Sure. I want to share a few general thoughts on that before handing it over to Paul for further comments. We generally focus on two areas: our manufacturing footprint and our supply chain. Regarding our manufacturing footprint, we began transitioning away from China several years ago and expect to completely exit manufacturing in China by June of this year. That's our plan. The second aspect involves Mexicali, which accounts for less than 10% of our revenue, and you're correct that most shipments go to locations outside the U.S. However, we still send some shipments to the U.S. Therefore, we are exploring ways to offset potential tariffs. If we cannot address those, we can produce these products in other factories located in Southeast Asia. It's a straightforward solution. On the supply chain side, we have been working for several years to decrease our reliance on Chinese suppliers, primarily because some of our customers have requested this. Currently, we have very few inputs from China into the U.S., which are mainly related to engineering builds and spare parts for our service centers.

Yeah, the thing I'd add to that is it's a pretty fluid situation. So as Steve said, I think we have mitigating strategies relative to supply chain and logistics and quite probably pricing. So we'll monitor the situation. Obviously, we're learning more about it. To be clear, there's nothing embedded in our guidance related to tariffs at this point given that it's a pretty new and full issue. But again, I think on balance, it should be a large impact, and there's a variety of strategies to mitigate that impact for us.

Speaker 8

Thank you for the question. Regarding the semiconductor sector, I am looking to understand your expectations for 2025. Your baseline scenario suggests that wafer fabs are expected to remain relatively stable, and you anticipate exceeding that growth due to new product launches in the latter half of the year. Are you noticing any customers increasing their inventory levels after reducing their buffer stock over the past few quarters? Also, could you provide a reminder about the new products being launched and whether there will be any changes in average selling prices compared to the previous generation products?
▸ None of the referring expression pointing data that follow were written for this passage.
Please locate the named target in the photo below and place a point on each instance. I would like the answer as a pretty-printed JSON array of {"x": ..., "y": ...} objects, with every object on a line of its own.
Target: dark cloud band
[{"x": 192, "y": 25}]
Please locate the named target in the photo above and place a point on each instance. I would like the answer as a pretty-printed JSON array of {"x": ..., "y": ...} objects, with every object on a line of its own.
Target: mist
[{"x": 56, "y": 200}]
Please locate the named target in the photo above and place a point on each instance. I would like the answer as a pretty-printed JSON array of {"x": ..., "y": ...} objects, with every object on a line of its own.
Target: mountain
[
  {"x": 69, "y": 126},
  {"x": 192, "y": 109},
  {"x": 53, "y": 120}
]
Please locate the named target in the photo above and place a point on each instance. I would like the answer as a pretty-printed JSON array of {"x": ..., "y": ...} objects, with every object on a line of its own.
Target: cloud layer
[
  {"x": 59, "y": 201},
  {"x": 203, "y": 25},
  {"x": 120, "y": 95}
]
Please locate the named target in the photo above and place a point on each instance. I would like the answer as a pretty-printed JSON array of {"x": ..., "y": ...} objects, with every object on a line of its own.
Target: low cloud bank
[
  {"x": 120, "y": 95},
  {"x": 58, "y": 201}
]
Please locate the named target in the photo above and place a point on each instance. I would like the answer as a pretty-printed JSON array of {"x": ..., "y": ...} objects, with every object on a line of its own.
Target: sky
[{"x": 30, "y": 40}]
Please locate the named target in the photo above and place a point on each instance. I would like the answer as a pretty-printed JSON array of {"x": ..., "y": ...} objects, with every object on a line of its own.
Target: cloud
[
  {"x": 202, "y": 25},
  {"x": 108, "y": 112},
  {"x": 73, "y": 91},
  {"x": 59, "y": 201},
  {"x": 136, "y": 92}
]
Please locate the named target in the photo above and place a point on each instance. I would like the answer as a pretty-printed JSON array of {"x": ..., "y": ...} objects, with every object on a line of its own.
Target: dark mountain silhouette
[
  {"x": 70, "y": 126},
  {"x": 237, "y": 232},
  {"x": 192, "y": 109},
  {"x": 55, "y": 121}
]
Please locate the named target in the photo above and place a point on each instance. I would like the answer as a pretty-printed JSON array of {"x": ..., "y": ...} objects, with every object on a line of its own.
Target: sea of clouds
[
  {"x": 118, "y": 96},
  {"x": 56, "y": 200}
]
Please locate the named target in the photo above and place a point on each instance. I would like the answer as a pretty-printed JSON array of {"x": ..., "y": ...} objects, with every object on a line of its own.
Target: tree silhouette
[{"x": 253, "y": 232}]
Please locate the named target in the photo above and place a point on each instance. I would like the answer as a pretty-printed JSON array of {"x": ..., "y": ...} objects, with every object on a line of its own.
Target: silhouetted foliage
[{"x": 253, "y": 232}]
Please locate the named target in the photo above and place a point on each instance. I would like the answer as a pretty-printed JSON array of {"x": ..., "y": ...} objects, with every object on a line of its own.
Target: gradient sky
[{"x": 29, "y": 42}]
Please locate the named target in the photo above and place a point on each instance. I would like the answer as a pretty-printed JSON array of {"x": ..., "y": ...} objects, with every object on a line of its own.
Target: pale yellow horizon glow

Yeah. This is Steve. I'll make a few comments, and Paul will chime in. Hard to make comments about what our customers are doing. They don't always tell exactly where the products are going. We don't know. But all we know is that demand was good. We saw growth last year, and Q4 was our best quarter since Q4 of '22. So we're pretty happy with that. We think we're at a point now where the purchase of our customers are pretty close to what they need near term. So I don't think we're dealing with that many inventory issues. What was your second question, I'm sorry?

Speaker 8

Yeah. Just trying to understand, as you think about the growth drivers ASP dynamic for EVOS, eVerest, et cetera? Just is that a higher ASP than the prior generation product you think about embedding that in your line of sight to revenue growth?

Yes. In general, the new products bring more value to the customer than we're capable and they have a higher price tag.

Our networking business, referred to as the Telecom and Networking segment, has seen a more concentrated focus in recent years, leading to the elimination of parts of the business that did not meet our margin expectations. Currently, this segment is relatively stable with little anticipated growth moving forward. Most of our growth will come from the semiconductor, data center, industrial, and medical sectors. While the Telecom Networking segment is performing adequately, it is not expected to contribute to growth.

Operator

And ladies and gentlemen, that does conclude the question-and-answer session. That also concludes today's teleconference. We thank you for your participation. You may disconnect your lines at this time.